CALGARY, Alberta, Nov. 15, 2018 (GLOBE NEWSWIRE) -- CanAsia Financial Inc. ("CanAsia" or the "Company") (NEX: CNA.H) is pleased to announce that it has completed its previously announced non-brokered private placement of convertible unsecured debentures (the "Debentures") in the principal amount of $660,000 for gross proceeds of $660,000 (the "Offering"). The Debentures accrue interest at 5% per year, mature two years from the date of issuance, are payable at any time by the Company without penalty and are convertible by the holder at any time into common shares of the Company ("Common Shares") at a conversion price of $0.125 per share.

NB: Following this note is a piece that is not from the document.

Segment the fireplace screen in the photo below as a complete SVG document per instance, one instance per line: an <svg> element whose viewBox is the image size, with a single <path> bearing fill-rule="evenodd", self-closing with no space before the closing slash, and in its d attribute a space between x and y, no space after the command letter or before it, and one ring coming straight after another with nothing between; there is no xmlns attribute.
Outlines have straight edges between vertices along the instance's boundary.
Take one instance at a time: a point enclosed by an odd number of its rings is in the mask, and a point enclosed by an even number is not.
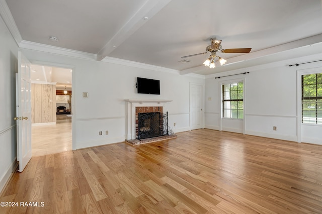
<svg viewBox="0 0 322 214"><path fill-rule="evenodd" d="M139 113L138 123L139 140L168 135L168 112Z"/></svg>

The proceeds of the Offering will be used to pay outstanding and ongoing expenses to maintain the Company's status as a reporting issuer listed on NEX, to pay $160,000 of advances previously provided by insiders of the Company and to complete the proposed acquisition of Techni Modul Engineering S.A. announced by the Company on September 27, 2018. The previous advances are being paid by funds raised pursuant to the Offering. Completion of the Offering is subject to regulatory approval, including the approval of the TSX Venture Exchange. The Debentures issued and the underlying Common Shares issuable upon conversion thereof are subject to a four month hold period from the date of the closing of the Offering.

The total Offering was subscribed for in cash and not partially through the settlement of previous advances as was originally announced on September 27, 2018.

Related Party Participation in the Offering and Early Warning

Insiders subscribed for the entirety of the Offering. As insiders of CanAsia participated in this Offering, it is deemed to be a “related party transaction” as defined under Multilateral Instrument 61-101-Protection of Minority Security Holders in Special Transactions ("MI 61-101").

Neither the Company, nor to the knowledge of the Company after reasonable inquiry, a related party, has knowledge of any material information concerning the Company or its securities that has not been generally disclosed.

The Offering is exempt from the formal valuation and minority shareholder approval requirements of MI 61-101 (pursuant to subsections 5.5(c) and 5.7(1)(b)) as it was a distribution of securities for cash and neither the fair market value of the Debentures distributed to, nor the consideration received from, interested parties exceeded $2,500,000.

Upon closing of the Offering, Sicheng Zhang, through Malchemy Corporation Limited ("Malchemy"), a company controlled by Mr. Zhang, owns $600,000 principal amount of Debentures and 29,000,000 Common Shares (held directly), which represents approximately 25.63% of the issued and outstanding Common Shares. Assuming the conversion of the Debentures held by Mr. Zhang indirectly, Mr. Zhang would then own, directly and indirectly, 33,800,000 Common Shares, representing 28.65% of the issued and outstanding Common Shares. Prior to the Offering, Mr. Zhang owned 29,000,000 Common Shares. The Debentures were acquired by Mr. Zhang through Malchemy for investment purposes. 

An early warning report will be filed by Mr. Zhang in accordance with applicable securities laws and will be available on SEDAR at or may be obtained from the Company upon request.

About CanAsia

CanAsia is an Alberta based company listed on the NEX board of the TSX Venture Exchange. It is engaged in the business of developing unique new business opportunities in the Pacific Rim countries and elsewhere. The Company is located in Calgary, Alberta of Canada.

For further information, please contact James G. Louie, Chief Executive Officer via email .

Advisory

This news release may contain certain forward-looking information and statements, including without limitation, statements pertaining to the Company's ability to obtain the necessary approvals, including regulatory approvals. Statements containing the words: 'believes', 'intends', 'expects', 'plans', 'seeks' and 'anticipates' and any other words of similar meaning are forward-looking. All statements included herein involve various risks and uncertainties because they relate to future events and circumstances beyond the Company's control. There can be no assurance that such information will prove to be accurate, and actual results and future events could differ materially from those anticipated in such information. A description of assumptions used to develop such forward-looking information and a description of risk factors that may cause actual results to differ materially from forward-looking information can be found in CanAsia's disclosure documents on the SEDAR website at Any forward-looking statements are made as of the date of this press release and CanAsia does not undertake to update any forward-looking information except in accordance with applicable securities laws.

Neither the TSX Venture Exchange nor its Regulation Services Provider (as that term is defined in the policies of the TSX Venture Exchange) accepts responsibility for the adequacy or accuracy of this release.